Below: COMMENT PARTIAL BIBLIOGRAPHY CHOICE OF READINGS
COMMENT The Organ (UK) Without doubt this is a landmark CD. Kinsela has drawn together some of the finest examples of the English Voluntary and related each one to a section of text taken from the Service of Holy Communion. Playing of consistently high standard is assisted by the fine, clear tone and beautifully balanced character of the organ. It is a disc that not only possesses musical merit but also adds a vital dimension to our understanding of historic Australia. The American Organist (USA) As a repository for works not available elsewhere, this recording is a find. Sydney Organ Journal (NSW) Much warmth and passionate rhetoric... exquisite expressiveness... a musical landmark of the colonial organ. (Spring, 1998) Organ Music Society of Adelaide (South Australia) The pieces are chosen to form a meditation on the Communion Service, reflecting a variety of moods. The playing is sensitive to these varied moods and styles. Hunter Valley Organ Journal (NSW) Excellent performance... pleasing variety of registrations... booklet packed full of scholarly information. Organ Voice (Brisbane, Queensland) A most enjoyable CD featuring Kinsela at his best... his usual impeccable playing and unique style. Early Music News (Sydney) This excellent recording... celebrates the first organ to be built in Australia... The many-wedding-ed 'Prince of Denmark's March', by Clarke, opens the disk: a fresh, tantalizing rendition featuring the 8ft trumpet (added in 1986, but in character, appropriately aged). (April 2004)
PARTIAL BIBLIOGRAPHY Caldwell, J.: English Keyboard Music before the Nineteenth Century (Oxford 1973) Kinsela, D.: "Knud Smenge, a New Voice in Australian Organ Building", Victorian Organ Journal, October 1985 Kinsela, D.: "The Restoration of the Organ at St Matthew's, Windsor, NSW", OHTA News XI/3 1987 Kinsela, D.: "The William Johnson Organ in the Powerhouse Museum, Sydney", Sydney Organ Journal, April 1992 Kinsela, D.: "Kinloch and Johnson, the first Australian Organ-Builders", Sydney Organ Journal, Winter 1996 Rushworth, G.D.: Historic Organs of New South Wales, the Instruments, their Makers and Players, 1791-1940 (Sydney: Hale & Iremonger with the Heritage Council of NSW 1988) Sumner, W.L.: "George Frederick Handel and the Organ, Part Two", The Organ 153, July 1959 Thistlethwaite, N.: The Making of the Victorian Organ (Cambridge 1990)

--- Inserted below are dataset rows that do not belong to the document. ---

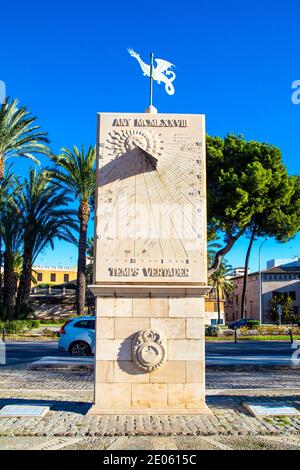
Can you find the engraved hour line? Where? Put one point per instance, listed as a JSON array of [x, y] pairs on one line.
[[190, 180], [150, 186], [184, 195], [154, 218], [166, 186], [185, 163], [175, 231], [114, 205], [193, 181]]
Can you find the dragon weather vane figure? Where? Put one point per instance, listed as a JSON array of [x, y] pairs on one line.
[[161, 73]]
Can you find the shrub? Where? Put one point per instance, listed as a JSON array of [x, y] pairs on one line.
[[213, 331], [253, 324], [228, 332], [16, 327]]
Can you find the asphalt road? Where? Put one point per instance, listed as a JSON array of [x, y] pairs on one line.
[[19, 354]]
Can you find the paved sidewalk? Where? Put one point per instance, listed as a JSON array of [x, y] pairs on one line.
[[68, 418], [70, 394], [215, 379]]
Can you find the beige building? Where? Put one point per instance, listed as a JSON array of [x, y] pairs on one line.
[[211, 309], [283, 278], [53, 275]]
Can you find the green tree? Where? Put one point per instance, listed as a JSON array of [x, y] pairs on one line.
[[6, 190], [221, 284], [20, 136], [11, 231], [249, 190], [286, 303], [75, 169], [43, 211]]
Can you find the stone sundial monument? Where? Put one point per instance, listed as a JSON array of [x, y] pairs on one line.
[[150, 272]]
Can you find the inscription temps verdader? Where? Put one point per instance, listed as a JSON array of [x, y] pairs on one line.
[[149, 272]]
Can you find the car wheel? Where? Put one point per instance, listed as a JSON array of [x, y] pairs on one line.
[[80, 348]]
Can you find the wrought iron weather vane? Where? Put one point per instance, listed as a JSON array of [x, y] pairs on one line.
[[162, 73]]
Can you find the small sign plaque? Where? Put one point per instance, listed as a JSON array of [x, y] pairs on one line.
[[271, 409], [29, 411]]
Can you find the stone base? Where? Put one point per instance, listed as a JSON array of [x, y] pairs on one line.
[[97, 410]]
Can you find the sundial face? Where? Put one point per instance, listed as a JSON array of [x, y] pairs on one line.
[[151, 205]]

CHOICE OF READINGS The establishment in 1788 of a technologically-advanced civilisation at Sydney Cove was marked by a formal ceremony on Saturday, 26 January. This date is celebrated each year as Australia Day, and by descendants of the previous inhabitants also as Invasion Day.
The Collect, Epistle and Gospel printed in the cover booklet of Ancestral Spirit are those for the day following the founding ceremony which, according to the Western liturgical calendar, was the Third Sunday after the Epiphany.

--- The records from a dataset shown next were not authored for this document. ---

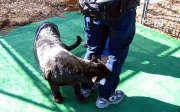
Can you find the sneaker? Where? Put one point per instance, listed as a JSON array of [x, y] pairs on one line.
[[115, 98], [84, 44], [86, 92]]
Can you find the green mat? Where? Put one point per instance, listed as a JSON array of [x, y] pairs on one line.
[[150, 76]]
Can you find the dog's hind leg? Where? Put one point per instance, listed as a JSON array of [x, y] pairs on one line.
[[56, 93], [78, 94]]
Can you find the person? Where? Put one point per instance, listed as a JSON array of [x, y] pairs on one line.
[[96, 36], [105, 53]]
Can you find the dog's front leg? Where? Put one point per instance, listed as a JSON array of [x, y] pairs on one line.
[[56, 93]]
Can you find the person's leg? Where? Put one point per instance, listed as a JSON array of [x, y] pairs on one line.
[[96, 39], [118, 50]]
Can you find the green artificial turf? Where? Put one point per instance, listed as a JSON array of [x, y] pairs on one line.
[[150, 76]]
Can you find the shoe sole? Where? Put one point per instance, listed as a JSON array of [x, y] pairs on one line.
[[109, 103]]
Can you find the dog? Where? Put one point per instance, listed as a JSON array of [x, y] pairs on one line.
[[60, 67]]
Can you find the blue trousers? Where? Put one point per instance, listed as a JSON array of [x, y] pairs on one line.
[[96, 37]]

One week later, on Sunday 3 February, the first sermon in Australia was preached to all colonists by the Rev. Richard Johnson, Chaplain for New South Wales. This service of worship and thanksgiving was held in open air at the location in Hunter Street, Sydney now marked by an obelisk. Chaplain Johnson took his text from Psalm 116: "What shall I render unto the Lord for all his benefits toward me".
The first service of Holy Communion in Australia was held another two weeks later on 17 February 1788, the Sixth Sunday after the Epiphany.